BichenWuUCB / squeezeDet

A tensorflow implementation for SqueezeDet, a convolutional neural network for object detection.
BSD 2-Clause "Simplified" License
739 stars 306 forks source link

Final model checkpoint is not saved even after running for many hours. #93

Open muthiyanbhushan opened 6 years ago

muthiyanbhushan commented 6 years ago

Hello,

I am trying to run the model for 100000 steps.

The model checkpoint saved has 3 files.

1) model.ckpt-99999.data-00000-of-00001 2) model.ckpt-99999.index 3) model.ckpt-99999.meta

But the final checkpoint value is not being stored like you have "model.ckpt-87000".
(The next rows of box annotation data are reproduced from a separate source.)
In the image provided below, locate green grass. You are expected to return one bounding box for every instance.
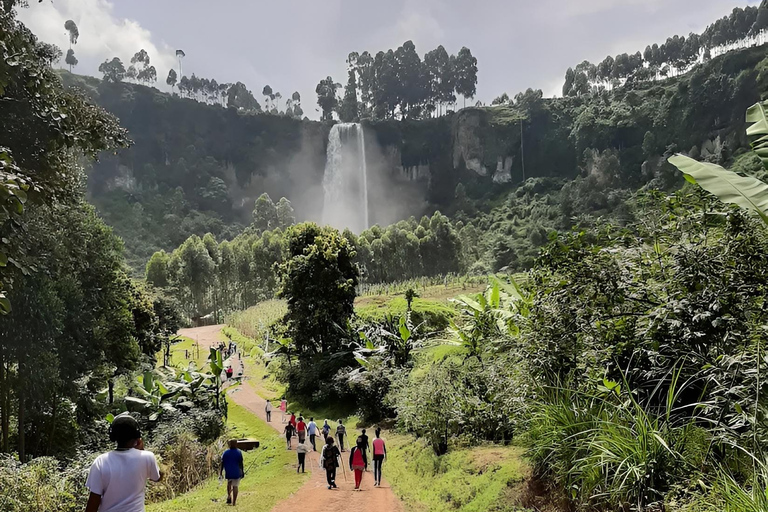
[383,433,528,512]
[157,336,208,370]
[147,403,309,512]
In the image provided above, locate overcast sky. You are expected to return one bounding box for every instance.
[19,0,759,118]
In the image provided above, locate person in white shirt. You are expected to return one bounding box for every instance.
[85,413,160,512]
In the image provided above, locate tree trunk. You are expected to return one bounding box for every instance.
[18,383,27,463]
[0,350,10,453]
[45,390,59,455]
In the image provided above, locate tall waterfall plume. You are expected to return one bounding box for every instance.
[323,123,370,233]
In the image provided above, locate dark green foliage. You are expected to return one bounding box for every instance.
[280,224,358,355]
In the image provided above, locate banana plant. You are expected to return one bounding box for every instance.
[669,102,768,226]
Can you please let me know how can I get this checkpoint file ?

Thanks.

muthiyanbhushan commented 6 years ago

Hello Bichen,

Can you please let me know what might be the issue for not getting the final weights?

Thanks.

eleboss commented 6 years ago

@muthiyanbhushan I am also confuse about this question, have you solved that ? I simply delete .index in model.ckpt-99999.index but it seems not working properly.

eleboss commented 6 years ago

and that is my error

tensorflow.python.framework.errors_impl.NotFoundError: Tensor name "fire7/squeeze1x1/biases" not found in checkpoint files ./data/model_checkpoints/squeezeDet/model.ckpt-999 [[Node: save/RestoreV2_50 = RestoreV2[dtypes=[DT_FLOAT], _device="/job:localhost/replica:0/task:0/cpu:0"](_recv_save/Const_0, save/RestoreV2_50/tensor_names, save/RestoreV2_50/shape_and_slices)]] [[Node: save/RestoreV2_51/_63 = _Recv[client_terminated=false, recv_device="/job:localhost/replica:0/task:0/gpu:1", send_device="/job:localhost/replica:0/task:0/cpu:0", send_device_incarnation=1, tensor_name="edge_257_save/RestoreV2_51", tensor_type=DT_FLOAT, _device="/job:localhost/replica:0/task:0/gpu:1"]()]]

really dont understand why it said missiing a layer

eleboss commented 6 years ago

(update) Through learning tensorflow, I found that Tensorflow saved the checkpoint files in seperate files, and we dont need to care about how many files, just read it. To me, I just copy all files

model.ckpt-99999.data-00000-of-00001
model.ckpt-99999.index
model.ckpt-99999.meta

and use model.ckpt-99999 to read. that solved

muthiyanbhushan commented 6 years ago

@eleboss,

I am also following similar procedure for now. Thanks for your response.